PGA champion Justin Thomas (63), Colonial winner Sam Burns (65), Wyndham Clark (68) and Alex Smalley (67) were all 9 under.

Thomas eagled the par-5 15th.

“It was very — it was easy,” Thomas said. “I mean I just played really solid. I didn’t do anything great, [but] I just didn’t do anything bad . ...

“I took advantage of some of the opportunit­ies when I had them there in the middle of the course and just stayed patient and waited for my run.”

Schwartzel wins LIV event:

At St. Albans, England, former Masters champion Charl Schwartzel banked $4.75 million by winning the richest tournament in golf history, while the event’s Saudi backers faced renewed backlash after a 9 / 11 victims’ group called for American players to withdraw from the rebel series.

Schwartzel held on for a one-shot victory at the inaugural LIV Golf event outside London to secure the $4 million prize for the individual victory — along with another $750,000 from his share of the $3 million purse earned by his four-man Stinger team for topping the team rankings.
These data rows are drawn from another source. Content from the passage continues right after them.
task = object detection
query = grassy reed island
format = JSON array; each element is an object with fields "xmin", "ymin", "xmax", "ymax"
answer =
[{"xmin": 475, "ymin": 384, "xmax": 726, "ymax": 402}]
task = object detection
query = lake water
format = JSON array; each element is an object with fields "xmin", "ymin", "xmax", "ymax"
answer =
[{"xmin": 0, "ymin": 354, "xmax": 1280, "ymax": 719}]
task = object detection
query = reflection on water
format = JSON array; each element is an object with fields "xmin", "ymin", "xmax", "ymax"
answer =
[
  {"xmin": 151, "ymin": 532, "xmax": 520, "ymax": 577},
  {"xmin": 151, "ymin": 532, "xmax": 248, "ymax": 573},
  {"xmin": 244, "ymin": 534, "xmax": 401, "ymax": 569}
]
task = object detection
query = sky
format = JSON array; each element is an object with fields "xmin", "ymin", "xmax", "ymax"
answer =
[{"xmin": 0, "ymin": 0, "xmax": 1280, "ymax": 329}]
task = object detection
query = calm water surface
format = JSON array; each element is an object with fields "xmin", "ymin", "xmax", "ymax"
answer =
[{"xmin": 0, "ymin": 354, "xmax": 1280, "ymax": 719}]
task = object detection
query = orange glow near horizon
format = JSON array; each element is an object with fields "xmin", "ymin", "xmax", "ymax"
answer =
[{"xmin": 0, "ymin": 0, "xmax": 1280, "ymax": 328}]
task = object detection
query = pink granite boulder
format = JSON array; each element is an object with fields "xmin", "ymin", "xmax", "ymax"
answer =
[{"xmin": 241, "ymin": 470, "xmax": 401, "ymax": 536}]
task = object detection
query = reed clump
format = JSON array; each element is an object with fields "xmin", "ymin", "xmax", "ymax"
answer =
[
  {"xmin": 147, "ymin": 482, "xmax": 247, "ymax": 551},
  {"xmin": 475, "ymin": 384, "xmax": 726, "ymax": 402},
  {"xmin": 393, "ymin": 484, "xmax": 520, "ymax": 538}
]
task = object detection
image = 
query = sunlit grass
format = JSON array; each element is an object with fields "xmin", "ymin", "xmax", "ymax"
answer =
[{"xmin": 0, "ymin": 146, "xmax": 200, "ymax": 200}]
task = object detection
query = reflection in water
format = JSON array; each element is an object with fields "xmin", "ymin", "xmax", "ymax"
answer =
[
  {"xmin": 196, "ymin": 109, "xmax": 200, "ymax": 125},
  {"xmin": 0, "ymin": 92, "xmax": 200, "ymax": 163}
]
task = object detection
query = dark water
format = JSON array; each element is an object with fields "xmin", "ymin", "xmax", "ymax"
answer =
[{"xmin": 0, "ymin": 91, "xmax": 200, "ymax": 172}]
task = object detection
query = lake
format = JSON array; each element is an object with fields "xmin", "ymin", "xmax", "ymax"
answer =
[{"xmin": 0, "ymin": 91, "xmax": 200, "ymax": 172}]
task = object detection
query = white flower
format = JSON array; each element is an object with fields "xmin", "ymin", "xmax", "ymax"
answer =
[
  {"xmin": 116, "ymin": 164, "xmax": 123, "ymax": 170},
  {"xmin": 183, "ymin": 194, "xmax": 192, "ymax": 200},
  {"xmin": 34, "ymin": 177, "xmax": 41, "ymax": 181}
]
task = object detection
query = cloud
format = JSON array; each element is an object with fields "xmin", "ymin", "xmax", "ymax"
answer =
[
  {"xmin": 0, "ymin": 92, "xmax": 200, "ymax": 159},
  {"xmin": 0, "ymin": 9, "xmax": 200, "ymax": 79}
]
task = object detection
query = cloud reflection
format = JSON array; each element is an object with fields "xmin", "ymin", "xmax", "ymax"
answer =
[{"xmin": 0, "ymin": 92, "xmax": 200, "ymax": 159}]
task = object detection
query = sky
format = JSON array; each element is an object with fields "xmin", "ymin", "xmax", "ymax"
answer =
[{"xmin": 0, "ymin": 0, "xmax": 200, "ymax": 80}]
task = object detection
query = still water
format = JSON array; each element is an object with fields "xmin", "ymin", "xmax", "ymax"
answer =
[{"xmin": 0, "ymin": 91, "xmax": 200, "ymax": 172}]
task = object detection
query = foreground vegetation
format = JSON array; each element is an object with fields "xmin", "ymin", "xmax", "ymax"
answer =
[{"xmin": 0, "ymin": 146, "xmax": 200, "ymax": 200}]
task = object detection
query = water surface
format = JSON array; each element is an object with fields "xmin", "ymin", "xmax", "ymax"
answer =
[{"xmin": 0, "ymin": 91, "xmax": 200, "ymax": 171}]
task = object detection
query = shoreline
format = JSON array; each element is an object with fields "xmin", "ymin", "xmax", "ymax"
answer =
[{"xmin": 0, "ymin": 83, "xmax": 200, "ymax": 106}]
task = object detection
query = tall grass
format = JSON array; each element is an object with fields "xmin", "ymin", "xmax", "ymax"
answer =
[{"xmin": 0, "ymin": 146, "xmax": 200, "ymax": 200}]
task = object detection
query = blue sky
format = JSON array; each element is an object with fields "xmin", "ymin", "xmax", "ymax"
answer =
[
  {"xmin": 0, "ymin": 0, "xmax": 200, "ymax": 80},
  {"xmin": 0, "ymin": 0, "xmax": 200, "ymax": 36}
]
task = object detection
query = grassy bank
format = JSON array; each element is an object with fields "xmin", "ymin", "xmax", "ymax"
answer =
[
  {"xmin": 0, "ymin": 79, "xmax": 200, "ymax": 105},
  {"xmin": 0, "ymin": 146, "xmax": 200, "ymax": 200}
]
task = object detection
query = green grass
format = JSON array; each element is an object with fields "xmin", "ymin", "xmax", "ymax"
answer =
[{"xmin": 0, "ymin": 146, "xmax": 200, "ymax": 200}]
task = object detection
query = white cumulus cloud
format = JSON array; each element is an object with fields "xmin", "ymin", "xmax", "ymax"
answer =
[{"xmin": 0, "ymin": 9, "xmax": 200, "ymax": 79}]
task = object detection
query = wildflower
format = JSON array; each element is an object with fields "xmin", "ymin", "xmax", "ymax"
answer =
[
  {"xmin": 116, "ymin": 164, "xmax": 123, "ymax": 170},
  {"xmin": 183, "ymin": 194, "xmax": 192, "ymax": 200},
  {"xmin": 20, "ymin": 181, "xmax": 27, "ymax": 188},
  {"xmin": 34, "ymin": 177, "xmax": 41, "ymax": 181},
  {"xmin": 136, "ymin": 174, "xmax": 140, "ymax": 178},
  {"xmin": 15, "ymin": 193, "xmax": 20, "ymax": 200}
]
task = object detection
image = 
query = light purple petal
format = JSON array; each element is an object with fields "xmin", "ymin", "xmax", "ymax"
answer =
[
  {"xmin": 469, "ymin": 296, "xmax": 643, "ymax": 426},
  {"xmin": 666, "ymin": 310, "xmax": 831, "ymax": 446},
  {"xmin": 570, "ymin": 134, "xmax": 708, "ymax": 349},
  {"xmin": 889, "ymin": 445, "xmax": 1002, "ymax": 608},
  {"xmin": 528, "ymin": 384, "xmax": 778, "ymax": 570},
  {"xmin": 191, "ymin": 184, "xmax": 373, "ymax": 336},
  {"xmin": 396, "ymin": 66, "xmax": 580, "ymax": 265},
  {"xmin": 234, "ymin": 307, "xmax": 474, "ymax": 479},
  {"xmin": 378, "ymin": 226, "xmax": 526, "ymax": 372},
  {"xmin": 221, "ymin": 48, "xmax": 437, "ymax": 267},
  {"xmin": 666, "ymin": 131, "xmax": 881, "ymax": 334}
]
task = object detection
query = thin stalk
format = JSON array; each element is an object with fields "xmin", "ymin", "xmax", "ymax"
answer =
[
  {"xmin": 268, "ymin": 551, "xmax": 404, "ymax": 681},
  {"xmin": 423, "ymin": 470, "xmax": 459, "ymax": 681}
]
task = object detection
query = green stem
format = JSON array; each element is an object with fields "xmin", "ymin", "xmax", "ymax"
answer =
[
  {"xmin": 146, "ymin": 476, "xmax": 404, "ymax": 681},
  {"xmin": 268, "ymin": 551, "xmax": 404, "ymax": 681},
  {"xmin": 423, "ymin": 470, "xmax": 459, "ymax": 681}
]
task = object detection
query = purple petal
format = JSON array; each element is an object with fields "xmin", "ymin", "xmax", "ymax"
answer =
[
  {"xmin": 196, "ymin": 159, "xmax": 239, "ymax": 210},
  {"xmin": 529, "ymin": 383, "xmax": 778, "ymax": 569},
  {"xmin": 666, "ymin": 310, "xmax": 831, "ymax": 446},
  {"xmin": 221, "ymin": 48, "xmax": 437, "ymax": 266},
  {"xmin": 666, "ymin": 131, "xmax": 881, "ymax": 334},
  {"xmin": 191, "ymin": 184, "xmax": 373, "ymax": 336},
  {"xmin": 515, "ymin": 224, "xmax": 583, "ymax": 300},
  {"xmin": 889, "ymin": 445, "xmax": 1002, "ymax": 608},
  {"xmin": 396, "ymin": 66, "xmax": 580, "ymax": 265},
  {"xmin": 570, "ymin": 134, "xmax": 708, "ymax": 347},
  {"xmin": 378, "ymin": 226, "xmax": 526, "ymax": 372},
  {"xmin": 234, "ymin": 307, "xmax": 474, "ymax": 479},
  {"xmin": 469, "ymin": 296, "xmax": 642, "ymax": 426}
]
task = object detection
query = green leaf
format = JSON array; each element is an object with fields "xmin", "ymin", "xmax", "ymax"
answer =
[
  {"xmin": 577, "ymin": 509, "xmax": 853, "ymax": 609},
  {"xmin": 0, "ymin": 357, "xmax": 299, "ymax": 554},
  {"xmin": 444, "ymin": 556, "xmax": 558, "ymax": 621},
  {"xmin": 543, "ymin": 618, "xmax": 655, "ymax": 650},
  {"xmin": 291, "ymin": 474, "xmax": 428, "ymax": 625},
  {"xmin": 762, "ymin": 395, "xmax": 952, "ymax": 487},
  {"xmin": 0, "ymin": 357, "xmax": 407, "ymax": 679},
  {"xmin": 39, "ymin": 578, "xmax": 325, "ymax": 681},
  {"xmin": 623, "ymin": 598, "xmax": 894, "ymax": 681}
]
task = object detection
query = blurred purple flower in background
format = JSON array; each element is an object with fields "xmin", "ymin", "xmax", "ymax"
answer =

Schwartzel collected more prize money from winning the three-day, 54-hole event than he had from the last four years combined. Not that it could match the sense of sporting achievemen­t that he felt after his win at Augusta National in 2011.

Fellow South African Hennie Du Plessis, who was selected for Stinger by team captain Louis Oosthuizen in the draft, earned $2.875 million by finishing second at Centurion Club, located between Hemel Hempstead and St. Albans.